Literature is one of the fine arts like dances, music, painting, drawing and sculpturing. These arts give aesthetic pleasure rather than serve any utilitarian purpose. All the books, subjects like history, art, music, geography, politics and religion are literature if they have literary form and expression. A piece is writing is declared literature for its aesthetic excellence or beauty of expression or intellectual eminence combined with aesthetic worth in the form of style, composition and general force of presentation. A book is not literature if it has no aesthetic value and when we calla a book of natural science literature we mean that it has aesthetic value.
Each work of art has literary quality: A judgment about the value of a novel as literature. At the heart of this issue is the question of what distinguishes a great or important novel from one that is less important. Certainly the feature is not that of interest or excitement, for pulp novels can be even more exciting and interesting than “great” novels. Usually, books that make us think–that offer insight into the human condition–are the ones we rank more highly than books that simply titillate us.
The name of Literature is often applied to those imaginative works of poetry and prose distinguished by the intentions of their authors and the excellence of their execution. Literature may be classified according to a variety of systems, including language, national origin, historical period, genre, and subject matter.
For historical treatment of various literatures, see the articles African literature; theatre, African; Oceanic literature; Western literature; arts, Central Asian; arts, Islamic; arts, Native American; arts, South Asian; and arts, Southeast Asian. Some literatures are treated separately by language, by nation, or by special subject (e.g., Celtic literature, Latin literature, French literature, Japanese literature, and biblical literature).
Definitions of the word literature tend to be circular. The Concise Oxford Dictionary says it is
“writings whose value lies in the beauty of form or emotional effect.”
The 19th-century critic Walter Pater referred to “the matter of imaginative or artistic literature” as a
“transcript, not of mere fact, but of fact in its infinitely varied forms.”

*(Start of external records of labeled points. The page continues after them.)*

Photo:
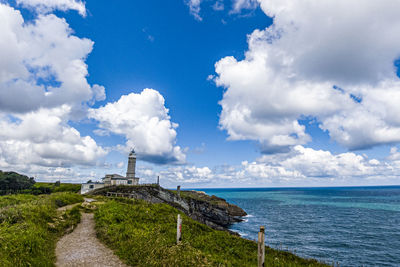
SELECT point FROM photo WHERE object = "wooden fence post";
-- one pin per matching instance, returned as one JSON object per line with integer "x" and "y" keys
{"x": 261, "y": 246}
{"x": 179, "y": 230}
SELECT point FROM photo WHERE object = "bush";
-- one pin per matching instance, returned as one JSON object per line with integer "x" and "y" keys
{"x": 11, "y": 182}
{"x": 144, "y": 234}
{"x": 30, "y": 226}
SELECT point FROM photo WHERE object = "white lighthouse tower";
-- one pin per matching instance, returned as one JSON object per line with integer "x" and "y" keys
{"x": 130, "y": 173}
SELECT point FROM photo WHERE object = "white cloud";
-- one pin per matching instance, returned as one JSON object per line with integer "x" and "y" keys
{"x": 218, "y": 5}
{"x": 43, "y": 87}
{"x": 144, "y": 121}
{"x": 239, "y": 5}
{"x": 300, "y": 166}
{"x": 44, "y": 138}
{"x": 45, "y": 6}
{"x": 194, "y": 8}
{"x": 308, "y": 165}
{"x": 43, "y": 62}
{"x": 329, "y": 60}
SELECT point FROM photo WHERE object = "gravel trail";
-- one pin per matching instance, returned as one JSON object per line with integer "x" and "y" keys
{"x": 82, "y": 248}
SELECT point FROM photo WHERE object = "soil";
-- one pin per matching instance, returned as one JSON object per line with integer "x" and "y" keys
{"x": 82, "y": 248}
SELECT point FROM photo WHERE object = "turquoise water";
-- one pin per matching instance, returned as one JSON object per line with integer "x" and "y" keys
{"x": 352, "y": 226}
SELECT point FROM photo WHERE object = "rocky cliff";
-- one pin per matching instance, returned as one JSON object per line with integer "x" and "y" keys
{"x": 210, "y": 210}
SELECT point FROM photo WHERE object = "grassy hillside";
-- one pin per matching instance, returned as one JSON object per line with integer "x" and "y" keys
{"x": 30, "y": 226}
{"x": 144, "y": 234}
{"x": 62, "y": 187}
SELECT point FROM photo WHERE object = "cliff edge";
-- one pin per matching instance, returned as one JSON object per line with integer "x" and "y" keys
{"x": 210, "y": 210}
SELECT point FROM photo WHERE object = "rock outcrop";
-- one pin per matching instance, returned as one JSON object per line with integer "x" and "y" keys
{"x": 210, "y": 210}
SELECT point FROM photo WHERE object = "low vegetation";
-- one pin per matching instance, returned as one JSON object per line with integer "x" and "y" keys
{"x": 30, "y": 226}
{"x": 12, "y": 182}
{"x": 144, "y": 234}
{"x": 15, "y": 183}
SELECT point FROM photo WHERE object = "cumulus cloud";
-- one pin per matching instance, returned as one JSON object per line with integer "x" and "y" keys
{"x": 43, "y": 87}
{"x": 44, "y": 138}
{"x": 332, "y": 61}
{"x": 45, "y": 6}
{"x": 239, "y": 5}
{"x": 144, "y": 121}
{"x": 300, "y": 165}
{"x": 43, "y": 62}
{"x": 194, "y": 8}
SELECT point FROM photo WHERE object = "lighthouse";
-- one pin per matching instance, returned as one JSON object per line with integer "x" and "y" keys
{"x": 130, "y": 173}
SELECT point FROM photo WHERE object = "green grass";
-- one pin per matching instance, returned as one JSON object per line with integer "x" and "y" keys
{"x": 30, "y": 226}
{"x": 63, "y": 187}
{"x": 144, "y": 234}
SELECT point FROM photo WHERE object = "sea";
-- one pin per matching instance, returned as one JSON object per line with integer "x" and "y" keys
{"x": 347, "y": 226}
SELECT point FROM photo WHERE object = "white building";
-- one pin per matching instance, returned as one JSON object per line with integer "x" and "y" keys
{"x": 116, "y": 179}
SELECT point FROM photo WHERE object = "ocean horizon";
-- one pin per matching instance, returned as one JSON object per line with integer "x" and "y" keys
{"x": 347, "y": 226}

But such definitions really assume that the reader already knows what literature is. And indeed its central meaning, at least, is clear enough. Deriving from the Latin littera, “a letter of the alphabet,” literature is first and foremost mankind’s entire body of writing; after that it is the body of writing belonging to a given language or people; then it is individual pieces of writing.

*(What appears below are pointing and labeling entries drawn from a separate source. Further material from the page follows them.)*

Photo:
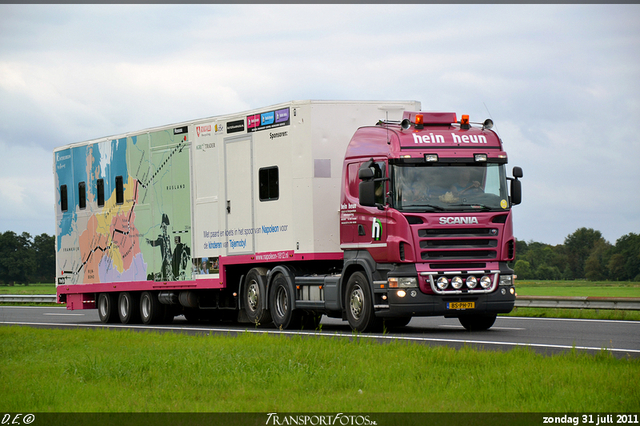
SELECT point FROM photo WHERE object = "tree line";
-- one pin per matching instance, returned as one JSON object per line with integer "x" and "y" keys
{"x": 585, "y": 254}
{"x": 25, "y": 259}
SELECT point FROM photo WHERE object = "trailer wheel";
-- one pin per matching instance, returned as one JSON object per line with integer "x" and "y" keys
{"x": 107, "y": 308}
{"x": 359, "y": 304}
{"x": 252, "y": 294}
{"x": 281, "y": 303}
{"x": 151, "y": 310}
{"x": 128, "y": 308}
{"x": 477, "y": 322}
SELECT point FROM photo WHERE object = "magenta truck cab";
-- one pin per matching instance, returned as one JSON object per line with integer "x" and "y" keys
{"x": 426, "y": 219}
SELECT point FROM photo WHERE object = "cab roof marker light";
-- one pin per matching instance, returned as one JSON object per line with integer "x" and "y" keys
{"x": 464, "y": 122}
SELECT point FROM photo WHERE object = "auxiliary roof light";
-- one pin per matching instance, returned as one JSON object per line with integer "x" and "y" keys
{"x": 464, "y": 122}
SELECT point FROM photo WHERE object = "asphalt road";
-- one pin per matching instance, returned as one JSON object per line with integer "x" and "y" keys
{"x": 544, "y": 335}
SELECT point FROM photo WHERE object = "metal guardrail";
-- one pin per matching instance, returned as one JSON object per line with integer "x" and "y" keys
{"x": 625, "y": 303}
{"x": 27, "y": 298}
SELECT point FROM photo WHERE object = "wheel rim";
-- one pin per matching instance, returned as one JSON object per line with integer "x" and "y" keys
{"x": 103, "y": 307}
{"x": 282, "y": 302}
{"x": 356, "y": 302}
{"x": 253, "y": 293}
{"x": 124, "y": 307}
{"x": 146, "y": 306}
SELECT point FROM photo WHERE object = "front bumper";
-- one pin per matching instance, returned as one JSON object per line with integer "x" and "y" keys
{"x": 391, "y": 304}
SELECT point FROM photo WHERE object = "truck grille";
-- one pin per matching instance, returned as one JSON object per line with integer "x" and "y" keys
{"x": 458, "y": 244}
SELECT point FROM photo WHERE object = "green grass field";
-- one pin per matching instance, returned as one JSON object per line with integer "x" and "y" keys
{"x": 48, "y": 370}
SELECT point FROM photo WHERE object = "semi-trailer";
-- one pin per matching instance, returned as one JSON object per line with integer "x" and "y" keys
{"x": 369, "y": 211}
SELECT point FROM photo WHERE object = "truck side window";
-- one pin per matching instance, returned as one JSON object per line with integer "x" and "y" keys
{"x": 100, "y": 192}
{"x": 64, "y": 200}
{"x": 119, "y": 190}
{"x": 82, "y": 195}
{"x": 379, "y": 169}
{"x": 268, "y": 182}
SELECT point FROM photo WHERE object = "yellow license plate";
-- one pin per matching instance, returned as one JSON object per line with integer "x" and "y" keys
{"x": 461, "y": 305}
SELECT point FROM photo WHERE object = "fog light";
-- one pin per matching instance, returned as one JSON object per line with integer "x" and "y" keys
{"x": 506, "y": 280}
{"x": 442, "y": 283}
{"x": 485, "y": 281}
{"x": 456, "y": 283}
{"x": 472, "y": 282}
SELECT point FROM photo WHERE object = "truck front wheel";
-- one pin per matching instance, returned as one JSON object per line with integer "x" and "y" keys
{"x": 359, "y": 304}
{"x": 477, "y": 322}
{"x": 252, "y": 294}
{"x": 107, "y": 308}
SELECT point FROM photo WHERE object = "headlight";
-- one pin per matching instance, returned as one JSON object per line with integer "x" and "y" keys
{"x": 472, "y": 282}
{"x": 485, "y": 281}
{"x": 403, "y": 282}
{"x": 456, "y": 283}
{"x": 442, "y": 283}
{"x": 506, "y": 280}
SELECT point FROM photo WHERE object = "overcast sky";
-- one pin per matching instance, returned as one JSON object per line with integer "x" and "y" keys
{"x": 561, "y": 82}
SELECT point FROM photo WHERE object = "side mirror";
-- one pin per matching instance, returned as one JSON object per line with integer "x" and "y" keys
{"x": 516, "y": 191}
{"x": 365, "y": 173}
{"x": 366, "y": 193}
{"x": 517, "y": 172}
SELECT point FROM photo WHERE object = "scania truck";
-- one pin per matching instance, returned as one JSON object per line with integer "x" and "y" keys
{"x": 372, "y": 212}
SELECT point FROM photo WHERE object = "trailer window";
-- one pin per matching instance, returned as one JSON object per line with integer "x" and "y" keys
{"x": 82, "y": 195}
{"x": 268, "y": 181}
{"x": 119, "y": 190}
{"x": 64, "y": 201}
{"x": 100, "y": 192}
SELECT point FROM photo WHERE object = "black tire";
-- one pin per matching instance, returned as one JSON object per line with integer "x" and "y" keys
{"x": 107, "y": 310}
{"x": 477, "y": 322}
{"x": 359, "y": 304}
{"x": 281, "y": 303}
{"x": 129, "y": 308}
{"x": 252, "y": 303}
{"x": 151, "y": 310}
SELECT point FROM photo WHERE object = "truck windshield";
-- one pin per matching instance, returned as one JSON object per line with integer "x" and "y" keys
{"x": 450, "y": 187}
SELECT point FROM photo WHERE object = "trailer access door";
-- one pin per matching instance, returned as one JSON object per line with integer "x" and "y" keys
{"x": 238, "y": 159}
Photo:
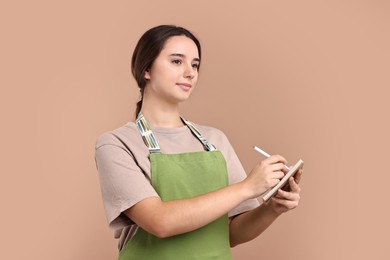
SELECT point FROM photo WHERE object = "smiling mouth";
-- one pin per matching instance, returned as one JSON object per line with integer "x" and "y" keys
{"x": 184, "y": 86}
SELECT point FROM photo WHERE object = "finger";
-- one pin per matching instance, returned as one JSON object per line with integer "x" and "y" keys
{"x": 277, "y": 175}
{"x": 294, "y": 187}
{"x": 288, "y": 204}
{"x": 275, "y": 159}
{"x": 288, "y": 195}
{"x": 278, "y": 167}
{"x": 298, "y": 176}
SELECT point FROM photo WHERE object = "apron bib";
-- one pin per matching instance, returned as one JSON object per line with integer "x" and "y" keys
{"x": 181, "y": 176}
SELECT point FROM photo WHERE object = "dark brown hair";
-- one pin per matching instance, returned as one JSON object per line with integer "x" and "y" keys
{"x": 149, "y": 47}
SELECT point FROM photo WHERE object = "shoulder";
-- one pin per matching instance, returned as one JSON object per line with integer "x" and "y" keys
{"x": 213, "y": 135}
{"x": 124, "y": 136}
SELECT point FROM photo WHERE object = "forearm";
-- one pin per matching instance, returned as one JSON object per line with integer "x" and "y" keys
{"x": 251, "y": 224}
{"x": 165, "y": 219}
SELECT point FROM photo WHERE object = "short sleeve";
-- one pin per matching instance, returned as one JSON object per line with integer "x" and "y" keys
{"x": 236, "y": 174}
{"x": 122, "y": 183}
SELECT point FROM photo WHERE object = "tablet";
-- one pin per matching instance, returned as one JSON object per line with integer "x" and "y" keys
{"x": 284, "y": 181}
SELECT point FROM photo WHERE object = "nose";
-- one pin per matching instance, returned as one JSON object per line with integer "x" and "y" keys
{"x": 190, "y": 72}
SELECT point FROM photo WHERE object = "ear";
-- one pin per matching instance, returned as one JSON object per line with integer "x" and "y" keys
{"x": 147, "y": 74}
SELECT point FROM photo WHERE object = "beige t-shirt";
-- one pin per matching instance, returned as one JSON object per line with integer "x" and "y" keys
{"x": 124, "y": 168}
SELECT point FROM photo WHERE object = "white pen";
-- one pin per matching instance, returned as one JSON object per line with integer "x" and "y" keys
{"x": 257, "y": 149}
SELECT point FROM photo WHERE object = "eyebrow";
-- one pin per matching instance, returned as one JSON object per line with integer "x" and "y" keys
{"x": 183, "y": 56}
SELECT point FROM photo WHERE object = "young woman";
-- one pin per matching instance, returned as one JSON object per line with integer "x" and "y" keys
{"x": 173, "y": 189}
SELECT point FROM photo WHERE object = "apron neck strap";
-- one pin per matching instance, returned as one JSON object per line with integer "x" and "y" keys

But already it is necessary to qualify these statements. To use the word writing when describing literature is itself misleading, for one may rightly speak of “oral literature” or
“the literature of preliterate peoples.”
The art of literature is not reducible to the words on the page; they are there because of the craft of writing. As an art, literature is the organization of words to give pleasure; through them it elevates and transforms experience; through them it functions in society as a continuing symbolic criticism of values.